Y en este punto no perdamos de
vista el doloroso hecho de que, según los primeros impulsos de nuestro egoísmo,
Dios sería muchas veces para nosotros un tercero.
Así, estamos mucho más inclinados a disculpar una
ofensa hecha a la Iglesia, que la injuria que nos es hecha a nosotros; a
soportar la lesión de un derecho de Dios, que un interés nuestro.
En general, éste es el estado de
espíritu de los católicos hipertolerantes. Su lenguaje es imaginativo, sin
energía, sentimental. Sólo saben argumentar — si es que se puede llamar a esto
argumento — con el corazón. Hacia los enemigos de la Iglesia, están llenos de
ilusiones, atenciones, obsequios y muestras de afecto.
Pero se ofenden terriblemente, si
un católico celoso les hace ver que están sacrificando los derechos de Dios. Y,
en lugar de argumentar en términos de doctrina, transponen el asunto al terreno
personal. ¿Acaso piensan que soy tibio? ¿Que no sé perfectamente lo que tengo
que hacer? ¿Dudan de mi sabiduría? ¿De mi valor? ¡Oh no!, ¡esto no lo puedo
soportar! Y su pecho empieza a respirar nervioso, su rostro se llena de rubor,
sus ojos se inundan de lágrimas, su voz toma una inflexión particular.
¡Cuidado! Este hipertolerante está en el auge de una crisis de intolerancia.

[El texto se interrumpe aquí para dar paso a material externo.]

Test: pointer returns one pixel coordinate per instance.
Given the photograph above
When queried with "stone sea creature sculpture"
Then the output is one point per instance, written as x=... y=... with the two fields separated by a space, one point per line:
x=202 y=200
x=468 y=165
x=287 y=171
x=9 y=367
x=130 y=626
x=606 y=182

Cualquier violencia, cualquier injusticia, cualquier unilateralidad se puede
esperar de él. Es que su tolerancia de fachada sólo existía cuando estaban en
juego valores insípidos y secundarios como la ortodoxia, la pureza de la Fe,
los derechos de la Santa Iglesia. Pero cuando su nadilla entra en escena, todo
cambia. Y helo aquí dispuesto a precipitar al infierno a quien le ofenda, aun
levemente, con indignación análoga a la que San Miguel tuvo contra el demonio: “¿Quién
como yo?”
Veremos, finalmente, en un próximo artículo,
como debe ser practicada la tolerancia en los casos en que es justa.Continuará
(*) El resultado de las guerras de religión en Francia del siglo XVI fue el establecimiento de un sistema de tolerancia. Enrique IV, candidato de los hugonotes al trono francés, convirtiéndose al catolicismo, pudo asumir la corona que por derecho dinástico le pertenecía. Y promulgó el edicto de Nantes, que concedía un régimen de tolerancia a los protestantes. La medida, quizás necesaria en aquél momento, tuvo malas consecuencias a lo largo del tiempo. Fue mérito de Luis XIII abatir la soberbia de los herejes, y mérito de Luis XIV revocar el peligroso edicto.